These are recommendations based on internal feedback and discussion and not formally certified CA Technologies recommendations
Release: Component: DTSVMG
The main concern would be using the default CAM communication port 4104 UDP. UDP has no error correction or guaranteed delivery, so it would not be wise to use that over a WAN connection. What you need to do depends on whether your Scalability Servers are external / remote or in the same network as your web services. If External E.G. on remote sites, perhaps connected via a smaller pipe or leased line or VPN, then those SS machines can be configured to use TCP 4105 for CAM, however the actual traffic will come across on TCP port 7163 because TCP CAM traffic is handled by the port multiplexer and SHIM DLL on each end of the communication and DEMUXed locally.
Agents will pull packages from their SS machines, so that bandwidth will either all share the same pipe or be distributed over X number of pipes, depending on your topology.
The basic two scenarios are:
1. All external agent communication has to come in through a centralized point and then to the SS machines 2. All external agent communication comes in to local Scalability Servers (SS) and then all SS traffic goes in through a central point to your Domain Manager.
ENC would be a viable solution to handle scenario #2, but scenario #1 only allows a partial benefit for ENCs' use and some detriment.
Essentially in case #2 ENC would help with:
1. Reducing all traffic down to a single outbound-only port on the end points (443 TCP by default) 2. Allow for traffic distribution across multiple remote ENC Routers so data transfers would not all have to go through the central hub* 3. It allows for end points to connect regardless of location as long as an internet connection is present.
*A continuous low bandwidth connection to the central hub would ALWAYS be required but utilization should be quite low.

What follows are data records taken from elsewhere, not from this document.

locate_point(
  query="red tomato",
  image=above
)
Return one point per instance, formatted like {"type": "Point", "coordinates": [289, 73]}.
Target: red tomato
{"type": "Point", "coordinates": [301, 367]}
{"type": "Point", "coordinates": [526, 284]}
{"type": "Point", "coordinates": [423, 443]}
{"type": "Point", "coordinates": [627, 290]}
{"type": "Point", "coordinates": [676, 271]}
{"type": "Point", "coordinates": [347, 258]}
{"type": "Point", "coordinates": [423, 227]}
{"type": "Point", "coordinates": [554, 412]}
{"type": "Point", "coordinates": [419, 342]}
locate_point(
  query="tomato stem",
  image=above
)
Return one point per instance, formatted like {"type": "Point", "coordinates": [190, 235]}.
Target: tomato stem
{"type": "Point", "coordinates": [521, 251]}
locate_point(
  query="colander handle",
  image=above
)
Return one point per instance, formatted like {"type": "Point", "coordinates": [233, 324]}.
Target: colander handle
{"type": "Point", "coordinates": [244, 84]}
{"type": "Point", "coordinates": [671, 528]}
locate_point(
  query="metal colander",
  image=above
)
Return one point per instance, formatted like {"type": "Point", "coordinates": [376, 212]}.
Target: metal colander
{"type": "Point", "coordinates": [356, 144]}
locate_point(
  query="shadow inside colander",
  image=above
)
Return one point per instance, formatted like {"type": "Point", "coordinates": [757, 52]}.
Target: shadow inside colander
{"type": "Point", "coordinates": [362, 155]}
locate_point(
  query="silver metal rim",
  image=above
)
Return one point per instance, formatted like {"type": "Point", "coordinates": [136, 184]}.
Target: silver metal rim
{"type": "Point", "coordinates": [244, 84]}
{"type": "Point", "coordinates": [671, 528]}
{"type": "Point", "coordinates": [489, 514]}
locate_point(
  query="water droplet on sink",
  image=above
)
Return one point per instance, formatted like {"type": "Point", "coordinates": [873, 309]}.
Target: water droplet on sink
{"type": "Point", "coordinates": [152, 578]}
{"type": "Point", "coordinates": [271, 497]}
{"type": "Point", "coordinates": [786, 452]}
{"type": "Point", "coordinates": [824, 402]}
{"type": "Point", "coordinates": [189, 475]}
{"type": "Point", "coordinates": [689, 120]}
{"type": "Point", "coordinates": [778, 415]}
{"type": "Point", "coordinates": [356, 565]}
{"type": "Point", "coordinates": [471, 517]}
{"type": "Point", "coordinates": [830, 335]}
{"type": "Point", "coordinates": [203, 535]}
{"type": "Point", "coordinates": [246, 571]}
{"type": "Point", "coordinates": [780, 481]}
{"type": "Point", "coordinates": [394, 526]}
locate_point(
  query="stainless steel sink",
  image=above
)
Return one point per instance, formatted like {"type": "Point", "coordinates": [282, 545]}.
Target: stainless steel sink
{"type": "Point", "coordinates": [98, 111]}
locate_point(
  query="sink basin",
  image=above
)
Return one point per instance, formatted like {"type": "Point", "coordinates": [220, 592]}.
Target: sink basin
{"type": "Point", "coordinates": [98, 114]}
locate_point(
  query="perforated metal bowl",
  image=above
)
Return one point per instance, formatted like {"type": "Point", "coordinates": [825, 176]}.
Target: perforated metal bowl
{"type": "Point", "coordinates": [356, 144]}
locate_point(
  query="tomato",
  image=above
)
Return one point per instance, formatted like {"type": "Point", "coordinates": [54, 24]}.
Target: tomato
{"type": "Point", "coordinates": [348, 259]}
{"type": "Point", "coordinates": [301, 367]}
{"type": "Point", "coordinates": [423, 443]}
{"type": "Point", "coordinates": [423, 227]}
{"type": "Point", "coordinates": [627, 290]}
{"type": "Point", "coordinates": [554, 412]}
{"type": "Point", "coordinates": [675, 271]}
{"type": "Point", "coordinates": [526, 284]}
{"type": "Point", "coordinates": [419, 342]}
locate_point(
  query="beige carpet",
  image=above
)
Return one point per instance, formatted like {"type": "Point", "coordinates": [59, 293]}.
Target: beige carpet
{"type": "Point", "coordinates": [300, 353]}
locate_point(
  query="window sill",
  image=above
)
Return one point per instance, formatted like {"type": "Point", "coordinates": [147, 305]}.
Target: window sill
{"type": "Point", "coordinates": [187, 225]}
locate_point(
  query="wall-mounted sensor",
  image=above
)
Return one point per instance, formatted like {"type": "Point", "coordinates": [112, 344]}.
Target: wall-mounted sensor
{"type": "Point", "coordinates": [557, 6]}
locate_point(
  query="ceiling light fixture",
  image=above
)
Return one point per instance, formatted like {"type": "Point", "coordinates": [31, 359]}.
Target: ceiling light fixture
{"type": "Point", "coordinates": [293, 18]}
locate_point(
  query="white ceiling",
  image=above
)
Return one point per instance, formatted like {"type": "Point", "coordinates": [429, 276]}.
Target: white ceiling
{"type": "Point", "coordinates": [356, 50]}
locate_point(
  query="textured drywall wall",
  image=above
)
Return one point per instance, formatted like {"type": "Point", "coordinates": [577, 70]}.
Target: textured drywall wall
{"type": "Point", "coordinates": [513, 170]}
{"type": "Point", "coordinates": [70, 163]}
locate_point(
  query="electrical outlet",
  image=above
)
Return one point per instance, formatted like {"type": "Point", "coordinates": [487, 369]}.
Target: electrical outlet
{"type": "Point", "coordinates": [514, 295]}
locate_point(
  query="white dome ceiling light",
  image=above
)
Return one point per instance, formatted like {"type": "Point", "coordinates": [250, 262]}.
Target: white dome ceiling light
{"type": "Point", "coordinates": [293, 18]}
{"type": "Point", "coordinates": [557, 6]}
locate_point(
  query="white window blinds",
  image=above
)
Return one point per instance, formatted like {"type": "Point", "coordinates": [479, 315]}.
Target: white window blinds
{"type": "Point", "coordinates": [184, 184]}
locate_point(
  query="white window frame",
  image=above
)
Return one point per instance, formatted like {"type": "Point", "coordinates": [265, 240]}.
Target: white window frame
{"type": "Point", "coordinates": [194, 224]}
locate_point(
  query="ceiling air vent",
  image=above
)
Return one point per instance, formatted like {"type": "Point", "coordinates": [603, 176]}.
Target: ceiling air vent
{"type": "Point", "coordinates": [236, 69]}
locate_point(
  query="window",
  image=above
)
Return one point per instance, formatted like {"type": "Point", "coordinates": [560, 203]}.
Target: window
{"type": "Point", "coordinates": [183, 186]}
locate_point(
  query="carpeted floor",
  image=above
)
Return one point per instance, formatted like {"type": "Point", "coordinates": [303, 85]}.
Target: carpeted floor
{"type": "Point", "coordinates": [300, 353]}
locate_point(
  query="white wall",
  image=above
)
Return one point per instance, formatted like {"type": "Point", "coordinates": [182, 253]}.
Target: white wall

Scenario #1 would not allow for benefit #2 item 2, and would force all communication through the central hub and back again to the local SS which would result in increased latency for all transactions and may be untenable in your situation. In that case, if connectivity allows, a more 'open' setup would be required with two ports being opened bi-directionally in order to manage the traffic in a way that would not incur this latency. But this would not work in scenarios where end points are not connected to the corporate network in some fashion (E.G. VPN) and would be less secure.
A formal evaluation by a CA Systems Architect is recommended if you wish to have a certified implementation done.